'A simple Parquet converter for JSON/python data'


License
MIT
Install
pip install json2parquet==2.2.0

Documentation

Json2Parquet Build Status

This library wraps pyarrow to provide some tools to easily convert JSON data into Parquet format. It is mostly in Python. It iterates over files. It copies the data several times in memory. It is not meant to be the fastest thing available. However, it is convenient for smaller data sets, or people who don't have a huge issue with speed.

Installation

With pip:

pip install json2parquet

With conda:

conda install -c conda-forge json2parquet

Usage

Here's how to load a random JSON dataset.

from json2parquet import convert_json

# Infer Schema (requires reading dataset for column names)
convert_json(input_filename, output_filename)

# Given columns
convert_json(input_filename, output_filename, ["my_column", "my_int"])

# Given columns and custom field names
field_aliases = {'my_column': 'my_updated_column_name', "my_int": "my_integer"}
convert_json(input_filename, output_filename, ["my_column", "my_int"], field_aliases=field_aliases)


# Given PyArrow schema
import pyarrow as pa
schema = pa.schema([
    pa.field('my_column', pa.string),
    pa.field('my_int', pa.int64),
])
convert_json(input_filename, output_filename, schema)

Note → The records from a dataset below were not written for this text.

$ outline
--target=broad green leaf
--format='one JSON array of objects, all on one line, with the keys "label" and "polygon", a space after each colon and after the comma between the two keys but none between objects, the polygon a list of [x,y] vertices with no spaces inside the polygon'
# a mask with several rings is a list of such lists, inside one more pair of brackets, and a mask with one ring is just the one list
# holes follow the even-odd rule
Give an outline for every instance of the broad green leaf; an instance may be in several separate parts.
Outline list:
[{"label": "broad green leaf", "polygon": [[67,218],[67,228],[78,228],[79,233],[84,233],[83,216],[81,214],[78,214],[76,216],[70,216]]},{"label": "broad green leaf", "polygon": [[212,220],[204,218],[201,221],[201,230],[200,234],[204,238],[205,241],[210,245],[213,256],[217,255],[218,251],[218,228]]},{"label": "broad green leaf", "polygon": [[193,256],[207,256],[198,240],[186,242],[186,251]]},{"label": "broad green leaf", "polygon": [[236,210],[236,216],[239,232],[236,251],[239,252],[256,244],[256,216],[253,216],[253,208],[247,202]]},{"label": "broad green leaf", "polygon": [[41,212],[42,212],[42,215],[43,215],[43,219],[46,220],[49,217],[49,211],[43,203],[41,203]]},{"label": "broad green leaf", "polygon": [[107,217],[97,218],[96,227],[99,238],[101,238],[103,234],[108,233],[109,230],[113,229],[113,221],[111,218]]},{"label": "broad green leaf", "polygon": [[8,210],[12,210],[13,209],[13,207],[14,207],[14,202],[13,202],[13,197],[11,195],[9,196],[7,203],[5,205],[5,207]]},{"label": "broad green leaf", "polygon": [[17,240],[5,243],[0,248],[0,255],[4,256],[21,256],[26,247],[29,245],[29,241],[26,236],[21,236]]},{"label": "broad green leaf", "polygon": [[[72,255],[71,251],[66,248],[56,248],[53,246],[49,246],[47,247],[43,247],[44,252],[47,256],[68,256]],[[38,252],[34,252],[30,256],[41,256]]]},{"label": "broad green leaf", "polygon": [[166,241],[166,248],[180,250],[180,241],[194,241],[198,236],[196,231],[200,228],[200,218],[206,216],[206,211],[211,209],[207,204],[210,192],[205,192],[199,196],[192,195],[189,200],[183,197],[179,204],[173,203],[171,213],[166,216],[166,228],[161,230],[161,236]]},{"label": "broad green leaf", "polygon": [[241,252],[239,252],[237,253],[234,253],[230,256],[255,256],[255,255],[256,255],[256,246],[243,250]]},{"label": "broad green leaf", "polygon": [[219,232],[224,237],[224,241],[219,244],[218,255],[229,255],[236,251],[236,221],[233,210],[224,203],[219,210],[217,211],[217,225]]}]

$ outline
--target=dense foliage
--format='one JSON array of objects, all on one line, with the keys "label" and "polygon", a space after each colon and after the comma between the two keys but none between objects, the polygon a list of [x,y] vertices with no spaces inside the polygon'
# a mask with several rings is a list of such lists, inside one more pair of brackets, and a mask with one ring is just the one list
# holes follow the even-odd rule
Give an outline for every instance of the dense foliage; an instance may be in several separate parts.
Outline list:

You can also work with Python data structures directly

from json2parquet import load_json, ingest_data, write_parquet, write_parquet_dataset

# Loading JSON to a PyArrow RecordBatch (schema is optional as above)
load_json(input_filename, schema)

# Working with a list of dictionaries
ingest_data(input_data, schema)

# Working with a list of dictionaries and custom field names
field_aliases = {'my_column': 'my_updated_column_name', "my_int": "my_integer"}
ingest_data(input_data, schema, field_aliases)

# Writing Parquet Files from PyArrow Record Batches
write_parquet(data, destination)

# You can also pass any keyword arguments that PyArrow accepts
write_parquet(data, destination, compression='snappy')

# You can also write partitioned date
write_parquet_dataset(data, destination_dir, partition_cols=["foo", "bar", "baz"])

If you know your schema, you can specify custom datetime formats (only one for now). This formatting will be ignored if you don't pass a PyArrow schema.

from json2parquet import convert_json

# Given PyArrow schema
import pyarrow as pa
schema = pa.schema([
    pa.field('my_column', pa.string),
    pa.field('my_int', pa.int64),
])
date_format = "%Y-%m-%dT%H:%M:%S.%fZ"
convert_json(input_filename, output_filename, schema, date_format=date_format)

Although json2parquet can infer schemas, it has helpers to pull in external ones as well

from json2parquet import load_json
from json2parquet.helpers import get_schema_from_redshift

# Fetch the schema from Redshift (requires psycopg2)
schema = get_schema_from_redshift(redshift_schema, redshift_table, redshift_uri)

# Load JSON with the Redshift schema
load_json(input_filename, schema)

Operational Notes

If you are using this library to convert JSON data to be read by Spark, Athena, Spectrum or Presto make sure you use use_deprecated_int96_timestamps when writing your Parquet files, otherwise you will see some really screwy dates.

Contributing

Code Changes

  • Clone a fork of the library
  • Run make setup
  • Run make test
  • Apply your changes (don't bump version)
  • Add tests if needed
  • Run make test to ensure nothing broke
  • Submit PR

Documentation Changes

It is always a struggle to keep documentation correct and up to date. Any fixes are welcome. If you don't want to clone the repo to work locally, please feel free to edit using Github and to submit Pull Requests via Github's built in features.